We are living in an age where everyone wants to be The Goonies. Why? Because Goonies is the best goddamn movie ever made (probably). Even if it isn't the best movie ever made, Hollywood certainly loves referencing it, along with all the other nostalgic Amblin movies of their youth. And it's probably time to stop.
I'm not super opposed to comparing and contrasting films; it's a natural inclination. It makes sense, plus it's an easy entry point for audiences and creators. It's a quick and easy way to convey a feeling, look, style, or speed to another human person. However, it's probably time we got some new reference material. Because let's face it folks, they can't all be The Goonies.
Earlier this week, the makers of the still very far-off Monopoly movie (based on the board game of the same name) made the tired comparison. In an interview with Collider, producer Randall Emmett was prompted with the idea that the movie was similar to The Goonies and he replied, "That's a perfect analogy to what Monopoly will hopefully be. There is a treasure map… It's a family adventure film."
Look, just having a real estate plot and a treasure map does not a Goonies homage make.

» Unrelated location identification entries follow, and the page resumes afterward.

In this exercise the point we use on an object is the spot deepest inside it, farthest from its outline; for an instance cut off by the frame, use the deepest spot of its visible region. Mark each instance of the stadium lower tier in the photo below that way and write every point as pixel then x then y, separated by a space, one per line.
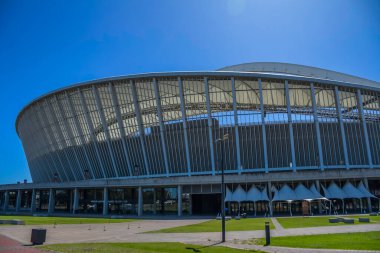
pixel 282 193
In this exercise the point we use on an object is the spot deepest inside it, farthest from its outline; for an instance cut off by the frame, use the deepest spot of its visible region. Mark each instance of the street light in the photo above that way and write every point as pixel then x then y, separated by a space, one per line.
pixel 225 137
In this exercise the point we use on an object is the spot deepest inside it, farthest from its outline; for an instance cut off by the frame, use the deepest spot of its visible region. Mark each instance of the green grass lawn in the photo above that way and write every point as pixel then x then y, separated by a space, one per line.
pixel 302 222
pixel 138 248
pixel 35 220
pixel 347 241
pixel 215 226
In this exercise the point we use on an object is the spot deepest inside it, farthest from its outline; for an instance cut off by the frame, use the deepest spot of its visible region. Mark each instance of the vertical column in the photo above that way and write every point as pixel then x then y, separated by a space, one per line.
pixel 317 129
pixel 105 201
pixel 140 126
pixel 290 122
pixel 270 198
pixel 264 135
pixel 318 187
pixel 51 201
pixel 184 124
pixel 140 202
pixel 365 131
pixel 18 201
pixel 162 127
pixel 179 202
pixel 80 132
pixel 91 129
pixel 368 199
pixel 33 202
pixel 6 200
pixel 342 132
pixel 105 128
pixel 209 117
pixel 236 125
pixel 76 201
pixel 115 104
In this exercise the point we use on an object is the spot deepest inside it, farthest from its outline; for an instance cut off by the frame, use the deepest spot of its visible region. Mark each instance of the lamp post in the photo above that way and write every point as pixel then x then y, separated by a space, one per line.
pixel 223 211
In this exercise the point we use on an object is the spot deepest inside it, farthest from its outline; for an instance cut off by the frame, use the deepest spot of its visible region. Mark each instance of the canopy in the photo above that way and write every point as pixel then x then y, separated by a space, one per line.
pixel 352 192
pixel 228 195
pixel 284 194
pixel 334 192
pixel 364 190
pixel 239 194
pixel 303 193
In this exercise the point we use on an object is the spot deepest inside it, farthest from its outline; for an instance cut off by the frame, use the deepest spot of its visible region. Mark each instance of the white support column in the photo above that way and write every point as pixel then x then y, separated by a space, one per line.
pixel 365 132
pixel 18 201
pixel 342 132
pixel 290 122
pixel 105 128
pixel 115 104
pixel 317 128
pixel 179 202
pixel 270 198
pixel 92 135
pixel 140 126
pixel 369 203
pixel 209 117
pixel 105 201
pixel 140 202
pixel 162 127
pixel 264 136
pixel 184 124
pixel 6 200
pixel 33 202
pixel 236 126
pixel 81 136
pixel 76 201
pixel 51 205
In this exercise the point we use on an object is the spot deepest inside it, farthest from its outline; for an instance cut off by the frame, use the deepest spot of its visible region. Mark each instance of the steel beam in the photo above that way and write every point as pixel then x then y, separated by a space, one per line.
pixel 140 126
pixel 290 122
pixel 91 129
pixel 236 126
pixel 209 117
pixel 365 131
pixel 184 124
pixel 162 127
pixel 342 132
pixel 115 104
pixel 264 136
pixel 316 125
pixel 105 128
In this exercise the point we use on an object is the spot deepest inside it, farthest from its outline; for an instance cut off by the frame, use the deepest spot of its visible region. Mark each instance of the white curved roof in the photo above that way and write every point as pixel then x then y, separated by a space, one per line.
pixel 299 70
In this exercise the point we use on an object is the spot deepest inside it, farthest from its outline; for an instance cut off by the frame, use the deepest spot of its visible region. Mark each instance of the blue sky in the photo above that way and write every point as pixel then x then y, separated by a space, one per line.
pixel 45 45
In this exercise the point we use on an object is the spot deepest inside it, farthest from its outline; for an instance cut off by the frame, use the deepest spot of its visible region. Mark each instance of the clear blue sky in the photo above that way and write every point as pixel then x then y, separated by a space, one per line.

True, the Goonies comparison was more thrust upon the Monopoly producer rather than being something he derived from his own inspiration. No one is running around calling this film the "new Goonies." But we are getting so cavalier about name-checking these old films, it's hard not to see that coming. There's a plethora of up-and-coming films (some dead, some still in development purgatory) that have name-checked Goonies, including the View-Master movie, Kent Alterman's Treehouse and Zach Braff's adaptation of Andrew Henry's "Meadow."
Hell, even I'm guilty of this. I called ParaNorman, "something, something Goonies," on three separate occasions.
And while we're at it, let's call out all the movies whose names are dropped into discussions of future features for seemingly no reason at all. Warner Bros. new Suicide Squad movie has been called "The Dirty Dozen with super villains." Len Wiseman is currently working on a "Dirty Dozen in Space" television series for Fox. Alex Kurtzman was once working on a "Deep Sea Pirate" movie that was described as "a pirate movie, for all intents and purposes, smashed together with 'The Dirty Dozen.'" And I shit you not, the animated foosball movie Underdogs was described, "as a coming of age film with touches of The Dirty Dozen."
Stop with this madness. Does anyone really think the kids who are paying to see the above films know who (or what) The Dirty Dozen is? And if they are familiar with the 1967 classic film, do you really think they'll see Dirty Dozen in Underdogs?
At some point, we have to stop and ask ourselves, are these comparisons helpful? Or are we reaching the saturation point of nostalgia referencing?
Sometimes, name checking a classic can be quite helpful. I stand by my tired Goonies-to-ParaNorman analogy. There are things ParaNorman dared to do that jeopardized its characters in a real way that we haven't seen on-screen (especially with younger actors) since The Goonies. ParaNorman had characters who fought and blasted others with painful magic, adults who guzzled pills and a dead body that was used for creepy comical effect (and no, not the zombies). It was reality wrapped in adventure handed over to a couple of kids who just so happened to be smarter than most of the adults in their town. There are additional similarities — in familial bonds the kid characters form with their siblings and peers, especially in the face of great adversity and growing up. I could really go on. It's there where I think the reference between Goonies and ParaNorman is both good and useful.
Just because something has a treasure map, that doesn't make it The Goonies. In fact, the plot itself is pretty secondary. When you sit and think about The Goonies, you think about the characters, the use of language, the emotional issues the characters are dealing with. And when I think of movies that really are like The Goonies, they might, at first, be surprising: on its face, Earth to Echo (another filmed that many people called "Millennial Goonies") is only superficially similar, but it did manage to capture the adult language that kids absorb and then turn around and use in their private lives.
By slapping these perfunctory labels onto new films, it's really easy to lose sight of what made the original movie so great. There is no doubt that J.J. Abrams' Super 8 channeled the look of the Amblin classics and a treasure trove of '80s film we adore. But when the climax kicked in, the story was really about a gigantic CG alien who murdered a bunch of townspeople and left Earth with some poor kid's last physical reminder of his deceased mother. That alien was a dick, and I have no love for that monster. And it started off with such a fantastic "one of us" lost suburban gang of kids looking for trouble, friendship, and love kind of promise too. It was, in the end, the antithesis to movies like E.T.
We've got to stop saying "my movie is like X" unless we're ready to take on the spirit (and unfair nostalgic ties) of that film. If not, it's just another throwaway term that is slowly chipping at why these movies were so great in the first place.